Mid-morning saw the Keating Motorsports #85 widen the gap and storm ahead, gaining a lap over the #56, Team Project 1’s Porsche 911 RSR. The advantage was short-lived, though, when the Ford GT was smacked with a penalty for a wheelspin in the pits. But the victory on the horizon had Ford’s name on it. The win heralds the US manufacturer’s first LMGTE Am title and the second for its GT model at Le Mans, after claiming first place in the LMGTE Pro class in 2016.

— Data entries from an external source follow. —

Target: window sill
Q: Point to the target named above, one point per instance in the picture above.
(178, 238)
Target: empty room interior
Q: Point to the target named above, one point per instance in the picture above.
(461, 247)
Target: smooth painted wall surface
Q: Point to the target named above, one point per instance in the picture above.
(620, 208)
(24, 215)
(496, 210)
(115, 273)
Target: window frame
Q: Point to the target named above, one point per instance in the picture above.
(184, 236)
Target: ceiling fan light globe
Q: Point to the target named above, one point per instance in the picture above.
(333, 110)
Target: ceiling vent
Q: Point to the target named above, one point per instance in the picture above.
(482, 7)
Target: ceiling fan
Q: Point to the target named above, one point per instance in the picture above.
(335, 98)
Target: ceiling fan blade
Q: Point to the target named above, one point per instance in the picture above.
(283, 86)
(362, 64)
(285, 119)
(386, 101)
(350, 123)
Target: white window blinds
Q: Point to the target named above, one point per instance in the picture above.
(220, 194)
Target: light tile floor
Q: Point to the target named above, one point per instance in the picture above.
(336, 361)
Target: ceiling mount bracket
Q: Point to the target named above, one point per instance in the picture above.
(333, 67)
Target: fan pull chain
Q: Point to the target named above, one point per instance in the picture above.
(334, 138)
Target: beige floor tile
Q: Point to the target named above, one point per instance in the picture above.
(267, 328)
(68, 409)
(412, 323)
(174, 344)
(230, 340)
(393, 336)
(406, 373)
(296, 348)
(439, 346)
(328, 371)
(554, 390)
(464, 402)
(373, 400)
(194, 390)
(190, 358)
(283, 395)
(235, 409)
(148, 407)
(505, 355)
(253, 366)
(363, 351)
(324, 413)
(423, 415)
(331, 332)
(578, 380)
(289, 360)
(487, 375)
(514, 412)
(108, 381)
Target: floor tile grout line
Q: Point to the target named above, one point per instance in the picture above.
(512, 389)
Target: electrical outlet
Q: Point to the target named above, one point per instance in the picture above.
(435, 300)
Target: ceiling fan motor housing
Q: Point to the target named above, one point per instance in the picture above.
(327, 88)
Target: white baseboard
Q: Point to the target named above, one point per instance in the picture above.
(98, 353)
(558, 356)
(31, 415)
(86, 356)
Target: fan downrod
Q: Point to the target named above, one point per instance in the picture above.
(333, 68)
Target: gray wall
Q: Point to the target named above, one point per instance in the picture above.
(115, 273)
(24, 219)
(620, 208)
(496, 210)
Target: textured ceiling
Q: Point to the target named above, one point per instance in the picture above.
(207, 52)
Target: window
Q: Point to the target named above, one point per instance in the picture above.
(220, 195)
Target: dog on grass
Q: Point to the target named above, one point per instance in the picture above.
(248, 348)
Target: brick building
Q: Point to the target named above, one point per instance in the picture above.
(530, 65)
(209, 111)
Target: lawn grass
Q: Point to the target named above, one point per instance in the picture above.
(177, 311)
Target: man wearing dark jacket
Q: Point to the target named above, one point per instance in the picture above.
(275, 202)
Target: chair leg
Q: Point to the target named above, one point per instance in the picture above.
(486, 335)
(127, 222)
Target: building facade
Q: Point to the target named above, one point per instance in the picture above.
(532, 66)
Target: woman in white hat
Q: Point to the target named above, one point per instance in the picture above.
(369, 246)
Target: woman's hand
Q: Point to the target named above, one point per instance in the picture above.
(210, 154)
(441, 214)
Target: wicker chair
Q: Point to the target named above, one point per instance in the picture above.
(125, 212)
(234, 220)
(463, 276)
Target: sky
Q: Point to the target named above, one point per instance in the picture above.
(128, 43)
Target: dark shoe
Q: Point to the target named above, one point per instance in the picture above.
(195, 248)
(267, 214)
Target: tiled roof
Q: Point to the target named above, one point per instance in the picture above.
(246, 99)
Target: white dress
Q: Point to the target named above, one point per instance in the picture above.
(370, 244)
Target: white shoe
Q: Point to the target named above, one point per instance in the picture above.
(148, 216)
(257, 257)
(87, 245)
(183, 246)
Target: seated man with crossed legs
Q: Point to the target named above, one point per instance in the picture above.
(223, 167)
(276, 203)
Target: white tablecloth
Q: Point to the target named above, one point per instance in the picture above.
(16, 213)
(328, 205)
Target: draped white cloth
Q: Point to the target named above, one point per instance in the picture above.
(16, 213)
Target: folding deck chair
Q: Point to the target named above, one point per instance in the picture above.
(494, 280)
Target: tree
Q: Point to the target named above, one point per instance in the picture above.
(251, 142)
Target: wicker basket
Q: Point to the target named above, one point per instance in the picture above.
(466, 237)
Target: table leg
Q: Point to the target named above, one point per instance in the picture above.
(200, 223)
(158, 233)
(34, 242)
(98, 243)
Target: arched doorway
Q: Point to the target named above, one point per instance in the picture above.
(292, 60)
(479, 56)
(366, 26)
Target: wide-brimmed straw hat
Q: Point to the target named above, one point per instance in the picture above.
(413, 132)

1 – #85 Ford GT – Keating Motorsports – Jeroen Bleekemolen / Ben Keating / Felipe Fraga
2 – #56 Porsche 911 RSR – Team Project 1 – Jörg Bergmeister / Patrick Lindsey / Egidio Perfetti
3 – #84 Ferrari 488 GTE – JMW Motorsport – Jeffrey Segal / Rodrigo Baptista / Wei Lu
The top step on the LMGTE Am class podium is now claimed by Team Project 1’s #56 Porsche.
The results of the 87th running of the 24 Hours of Le Mans remain provisional.